Last week, I finally got around to eating at a revered place in San Francisco I’ve been dying to try.

It’s owned and operated by a most esteemed chef. It garnered a glowing, three-star review in San Francisco Magazine. Oh, and it’s tinier than many people’s walk-in closets.

It is, of course, The Sentinel, the doll-sized, corner sandwich shop South of Market opened a year ago by Dennis Leary, a most talented chef who makes no bones for marching to his own beat.

Long before it became uber hip for high-end chefs to chuck it all to careen around town in blinged -out, gourmet taco trucks, Leary left behind the highly regarded Rubicon restaurant, where he was its highly regarded executive chef, to open a glorified diner named Canteen.

Ah, but the 20-seat Canteen is no dive. It’s a cozy, lively joint decorated with shelves of classic books, a nod to Leary’s Phi Beta Kappa degree in English literature from Wheaton College. With room for only two or three other helpers behind the counter while he cooks, Leary miraculously turns out prix-fixe and a la carte dinners that are nothing short of magical. His Parker House rolls are reason alone to go. As is the warm vanilla souffle that never leaves the menu.

Before heading to Canteen to cook each night, he mans The Sentinel at breakfast and lunch each weekday. I’m sure I’m not the only one wondering if the guy ever sleeps.

I did try snapping a few photos of Leary, who was behind the counter at The Sentinel the afternoon I visited. But the red-headed chef is a whirlwind as he assembles sandwich orders lickety-split, making for some god awful blurry images I didn’t want to inflict on you.

The small menu at The Sentinel changes daily. Usually, there are a couple of cold sandwiches, a couple of hot ones, a soup, and one “Daily Special” that comes complete with a side and dessert.

There are two doorways leading into this bustling, take-out cafe that has no seats and really no room at all to linger.

You get in line at the entrance on Stevenson Street. And yes, at lunch-time, there’s usually quite a line. A piece of paper printed with that day’s menu is near the entrance for your perusal.

Just as you’ve barely set a big toe inside the entrance, a young woman will peek her head out to take your order. Before you’ve even finished saying, “I’ll have the pork sandwich, a watermelonade, and an oatmeal cookie,” she’s already handed you the cookie in a paper bag. The second you get to the cashier, a mere step and a half farther into the cafe, you’re handed your beverage, and asked your name, which will be called when your order is ready.

The distance from that Stevenson Street entrance to the New Montgomery St. doorway exit is barely six steps. This former smoke-shop space is so small that you’re in, then out, before it practically registers in your brain.
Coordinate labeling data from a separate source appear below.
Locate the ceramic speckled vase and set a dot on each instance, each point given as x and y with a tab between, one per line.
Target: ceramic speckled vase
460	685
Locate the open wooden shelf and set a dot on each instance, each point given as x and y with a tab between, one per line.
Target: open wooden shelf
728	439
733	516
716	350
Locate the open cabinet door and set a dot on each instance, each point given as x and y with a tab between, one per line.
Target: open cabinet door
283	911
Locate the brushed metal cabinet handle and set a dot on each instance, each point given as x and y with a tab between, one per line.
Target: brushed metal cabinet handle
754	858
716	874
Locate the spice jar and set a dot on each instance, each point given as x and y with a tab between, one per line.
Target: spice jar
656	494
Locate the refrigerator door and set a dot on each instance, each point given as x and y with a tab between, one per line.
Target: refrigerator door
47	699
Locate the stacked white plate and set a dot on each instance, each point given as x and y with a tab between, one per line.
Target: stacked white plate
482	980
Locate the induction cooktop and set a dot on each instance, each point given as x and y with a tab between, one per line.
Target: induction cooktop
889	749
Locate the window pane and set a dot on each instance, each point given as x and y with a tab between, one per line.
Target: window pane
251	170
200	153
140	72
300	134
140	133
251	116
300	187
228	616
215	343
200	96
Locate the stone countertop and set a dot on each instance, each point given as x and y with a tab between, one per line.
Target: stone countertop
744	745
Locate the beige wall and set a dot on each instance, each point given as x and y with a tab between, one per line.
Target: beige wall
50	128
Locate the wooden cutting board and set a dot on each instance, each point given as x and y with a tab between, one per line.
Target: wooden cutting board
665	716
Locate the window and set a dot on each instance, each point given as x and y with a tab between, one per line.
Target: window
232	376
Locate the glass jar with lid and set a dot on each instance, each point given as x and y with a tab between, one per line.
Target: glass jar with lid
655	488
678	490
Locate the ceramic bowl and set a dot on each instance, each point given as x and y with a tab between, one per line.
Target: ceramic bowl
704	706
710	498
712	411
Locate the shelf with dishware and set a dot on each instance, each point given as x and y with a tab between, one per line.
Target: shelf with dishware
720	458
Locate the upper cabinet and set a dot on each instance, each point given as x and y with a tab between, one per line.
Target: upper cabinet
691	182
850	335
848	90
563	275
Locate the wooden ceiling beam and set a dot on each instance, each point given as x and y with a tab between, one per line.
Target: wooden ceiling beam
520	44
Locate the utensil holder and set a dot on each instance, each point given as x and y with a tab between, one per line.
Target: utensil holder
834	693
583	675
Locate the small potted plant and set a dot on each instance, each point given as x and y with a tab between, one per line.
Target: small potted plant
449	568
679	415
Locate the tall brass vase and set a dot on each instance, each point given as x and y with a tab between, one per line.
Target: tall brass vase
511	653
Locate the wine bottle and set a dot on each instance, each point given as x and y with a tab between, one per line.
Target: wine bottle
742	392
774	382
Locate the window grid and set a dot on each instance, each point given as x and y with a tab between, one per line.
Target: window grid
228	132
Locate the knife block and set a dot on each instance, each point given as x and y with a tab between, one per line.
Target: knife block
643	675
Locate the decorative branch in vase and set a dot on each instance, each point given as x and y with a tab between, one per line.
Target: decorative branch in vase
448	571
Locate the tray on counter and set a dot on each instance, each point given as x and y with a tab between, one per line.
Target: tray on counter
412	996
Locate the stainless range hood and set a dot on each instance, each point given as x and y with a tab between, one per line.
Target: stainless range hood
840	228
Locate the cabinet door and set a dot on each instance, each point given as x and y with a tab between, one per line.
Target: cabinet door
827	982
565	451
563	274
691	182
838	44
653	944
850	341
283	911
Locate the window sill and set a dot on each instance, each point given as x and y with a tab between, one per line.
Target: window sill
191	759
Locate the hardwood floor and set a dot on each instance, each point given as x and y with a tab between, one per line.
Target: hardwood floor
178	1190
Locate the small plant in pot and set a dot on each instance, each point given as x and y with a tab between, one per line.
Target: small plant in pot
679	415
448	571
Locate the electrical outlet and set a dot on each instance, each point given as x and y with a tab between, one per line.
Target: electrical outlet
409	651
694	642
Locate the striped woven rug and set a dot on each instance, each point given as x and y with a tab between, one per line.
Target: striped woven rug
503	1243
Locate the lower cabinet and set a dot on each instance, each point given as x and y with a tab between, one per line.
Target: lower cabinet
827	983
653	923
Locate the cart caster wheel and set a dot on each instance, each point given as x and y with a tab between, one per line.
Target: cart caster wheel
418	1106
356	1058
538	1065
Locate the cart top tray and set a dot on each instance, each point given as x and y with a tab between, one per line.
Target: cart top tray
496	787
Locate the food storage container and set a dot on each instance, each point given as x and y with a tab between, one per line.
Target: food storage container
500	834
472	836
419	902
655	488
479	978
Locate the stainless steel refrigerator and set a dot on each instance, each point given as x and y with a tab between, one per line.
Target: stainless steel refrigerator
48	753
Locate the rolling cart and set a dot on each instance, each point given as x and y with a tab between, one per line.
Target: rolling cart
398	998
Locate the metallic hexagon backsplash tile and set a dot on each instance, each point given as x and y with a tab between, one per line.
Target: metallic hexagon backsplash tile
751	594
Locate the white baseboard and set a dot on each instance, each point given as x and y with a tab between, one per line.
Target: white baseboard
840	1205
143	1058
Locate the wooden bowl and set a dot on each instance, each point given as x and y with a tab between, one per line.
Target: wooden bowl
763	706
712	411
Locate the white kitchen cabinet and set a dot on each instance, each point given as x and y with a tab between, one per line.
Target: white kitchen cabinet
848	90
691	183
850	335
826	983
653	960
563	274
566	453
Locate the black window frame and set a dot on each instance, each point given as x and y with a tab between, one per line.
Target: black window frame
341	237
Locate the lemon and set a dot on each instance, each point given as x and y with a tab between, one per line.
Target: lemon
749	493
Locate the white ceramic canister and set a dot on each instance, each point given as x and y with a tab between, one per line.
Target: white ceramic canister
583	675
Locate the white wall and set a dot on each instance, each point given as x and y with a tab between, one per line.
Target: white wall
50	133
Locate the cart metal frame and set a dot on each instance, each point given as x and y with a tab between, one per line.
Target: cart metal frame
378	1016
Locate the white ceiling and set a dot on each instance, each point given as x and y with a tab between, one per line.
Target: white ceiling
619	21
Yet in this bite-size place, Leary and one other cook manage to craft simple sandwiches and salads with real panache. The ingredients are top-notch. It’s a sandwich that hasn’t been slapped together, but has had real thought put into it — from the carefully wrapped pickle spear that goes into each brown paper bag to the Andes chocolate mint that gets tucked inside, too.

Grab your order, then enjoy your food al fresco on a nearby bench or in one of the surreptious atriums set up with chairs and tables hiding in some of the surrounding office buildings.
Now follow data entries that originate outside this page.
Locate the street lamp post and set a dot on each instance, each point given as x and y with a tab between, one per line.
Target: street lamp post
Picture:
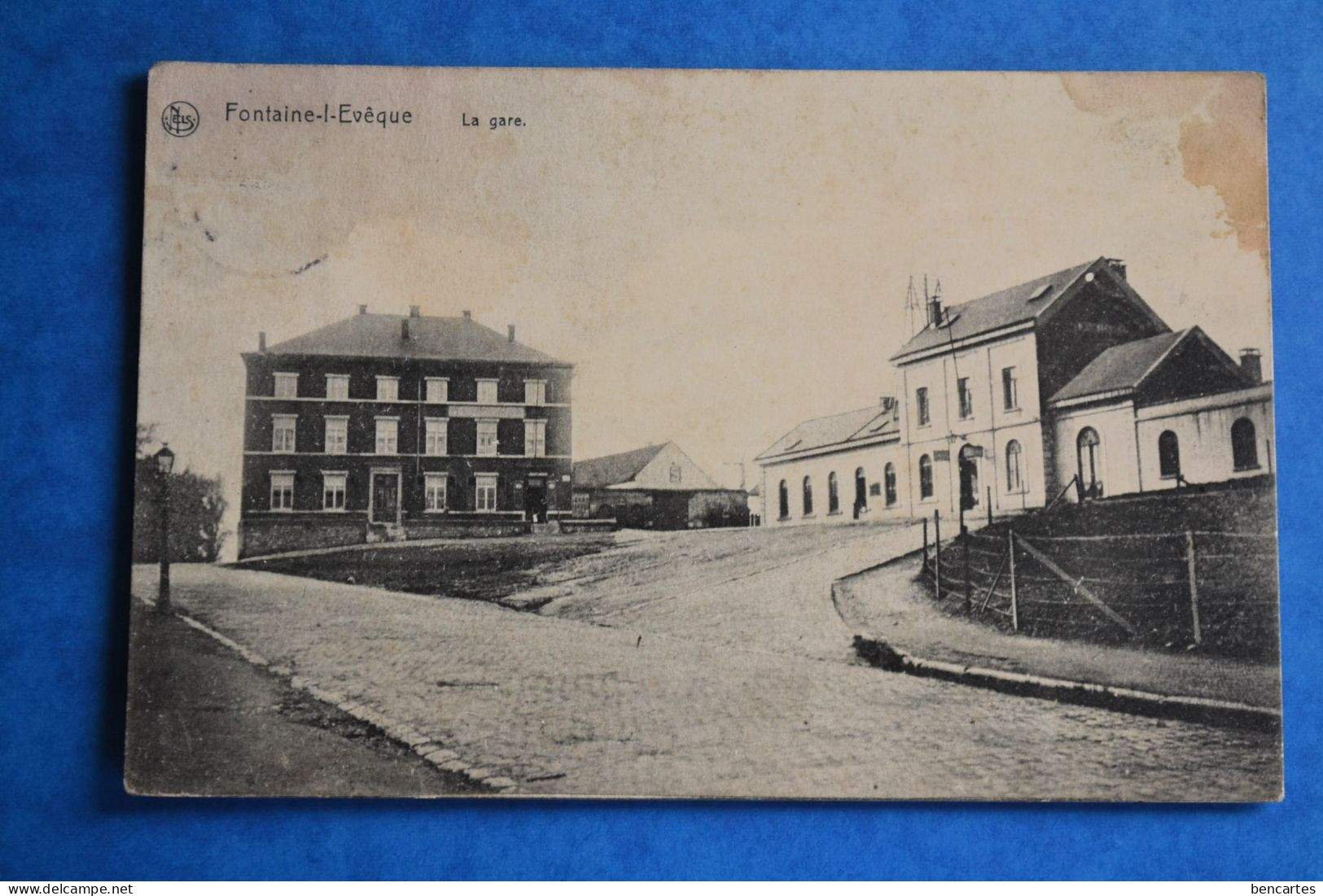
164	463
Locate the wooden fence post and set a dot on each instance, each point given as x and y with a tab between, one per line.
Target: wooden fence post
1194	587
969	607
1015	607
937	553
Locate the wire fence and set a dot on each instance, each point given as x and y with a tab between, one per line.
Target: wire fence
1208	590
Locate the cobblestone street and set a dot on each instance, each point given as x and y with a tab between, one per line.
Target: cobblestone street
737	690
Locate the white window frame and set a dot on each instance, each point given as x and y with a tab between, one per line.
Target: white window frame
486	487
328	480
1011	375
328	446
338	378
434	483
436	435
493	425
277	428
437	390
395	435
286	481
535	391
285	378
535	438
493	386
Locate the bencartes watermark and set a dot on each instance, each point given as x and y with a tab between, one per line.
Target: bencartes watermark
180	119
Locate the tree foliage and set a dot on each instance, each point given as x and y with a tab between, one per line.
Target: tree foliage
196	509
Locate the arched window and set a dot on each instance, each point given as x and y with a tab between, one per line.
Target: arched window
1168	455
1090	463
925	478
1244	444
1014	467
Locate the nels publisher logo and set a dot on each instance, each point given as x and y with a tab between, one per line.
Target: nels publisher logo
179	119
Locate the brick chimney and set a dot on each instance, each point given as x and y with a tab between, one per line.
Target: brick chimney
1252	365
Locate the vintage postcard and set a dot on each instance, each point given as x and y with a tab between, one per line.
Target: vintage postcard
815	435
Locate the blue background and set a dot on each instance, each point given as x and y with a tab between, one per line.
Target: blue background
72	98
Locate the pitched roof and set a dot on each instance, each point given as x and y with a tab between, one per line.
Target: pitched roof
379	336
613	470
839	428
1005	308
1121	368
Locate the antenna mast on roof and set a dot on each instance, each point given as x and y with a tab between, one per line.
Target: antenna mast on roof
913	307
My pork loin with dried plums, frisee and Havarti cheese ($8) came warm and gooey on a soft, torpedo-shaped roll. It was messy — but in a good way, with the melty cheese blanketing the thin slices of pork almost like a Philly cheesesteak. The chopped dried plums added a wonderful sweet note.
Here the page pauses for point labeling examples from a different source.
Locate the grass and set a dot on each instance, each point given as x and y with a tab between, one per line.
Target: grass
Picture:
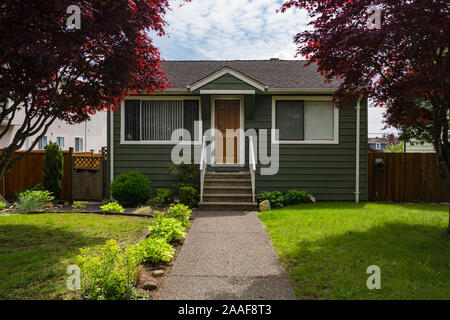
327	247
36	249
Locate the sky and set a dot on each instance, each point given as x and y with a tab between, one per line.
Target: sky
237	29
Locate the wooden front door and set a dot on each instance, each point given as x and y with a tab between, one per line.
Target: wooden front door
227	122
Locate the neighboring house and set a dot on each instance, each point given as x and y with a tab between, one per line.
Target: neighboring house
86	136
419	148
317	142
380	144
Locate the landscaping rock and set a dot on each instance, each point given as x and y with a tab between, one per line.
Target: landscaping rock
264	205
149	285
157	273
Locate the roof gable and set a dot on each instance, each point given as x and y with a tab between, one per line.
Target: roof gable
227	78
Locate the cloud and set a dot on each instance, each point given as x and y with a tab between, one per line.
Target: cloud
231	29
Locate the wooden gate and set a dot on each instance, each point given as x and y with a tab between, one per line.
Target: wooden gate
407	177
87	178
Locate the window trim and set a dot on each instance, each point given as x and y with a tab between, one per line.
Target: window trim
306	99
159	142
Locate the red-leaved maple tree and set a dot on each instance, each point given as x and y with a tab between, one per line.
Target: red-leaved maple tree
403	64
51	71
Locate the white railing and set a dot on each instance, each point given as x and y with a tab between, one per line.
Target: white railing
202	167
252	165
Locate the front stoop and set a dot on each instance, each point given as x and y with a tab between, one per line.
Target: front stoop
228	191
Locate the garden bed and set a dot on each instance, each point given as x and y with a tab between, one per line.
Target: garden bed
147	273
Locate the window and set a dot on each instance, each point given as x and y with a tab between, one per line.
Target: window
78	144
304	121
155	120
42	143
60	142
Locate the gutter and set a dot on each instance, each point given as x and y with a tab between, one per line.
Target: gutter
358	138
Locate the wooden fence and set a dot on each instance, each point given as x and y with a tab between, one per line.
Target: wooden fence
28	172
407	177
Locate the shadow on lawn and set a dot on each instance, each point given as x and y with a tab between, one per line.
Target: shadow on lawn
414	263
27	237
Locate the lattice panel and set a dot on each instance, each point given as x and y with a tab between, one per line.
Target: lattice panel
85	162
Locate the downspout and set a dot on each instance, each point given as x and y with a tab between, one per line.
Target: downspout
111	149
358	138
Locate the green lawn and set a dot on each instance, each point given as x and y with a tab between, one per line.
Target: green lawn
327	247
35	249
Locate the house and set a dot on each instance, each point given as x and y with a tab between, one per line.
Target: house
280	108
83	137
380	144
419	148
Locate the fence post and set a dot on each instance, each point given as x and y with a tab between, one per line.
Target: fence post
71	175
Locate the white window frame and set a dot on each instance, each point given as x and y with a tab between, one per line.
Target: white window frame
82	144
160	142
306	99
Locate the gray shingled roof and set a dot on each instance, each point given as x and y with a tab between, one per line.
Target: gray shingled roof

My friend’s albacore tuna salad sandwich ($8.50) with thin slivers of fennel, all mixed with chipotle mayo made for what we both declared one of the best tuna sandwiches we’d ever sunk our teeth into.

The watermelonade ($3) was refreshing and thankfully not overloaded with sugary sweetness. The oatmeal cookie ($2.50) was beyond enormous. Although it may have been a bit under-baked in the center, it proved a buttery, satisfying ending.

I can’t wait to return to this miniscule spot that’s the wondrous epitome of true In ‘N’ Out.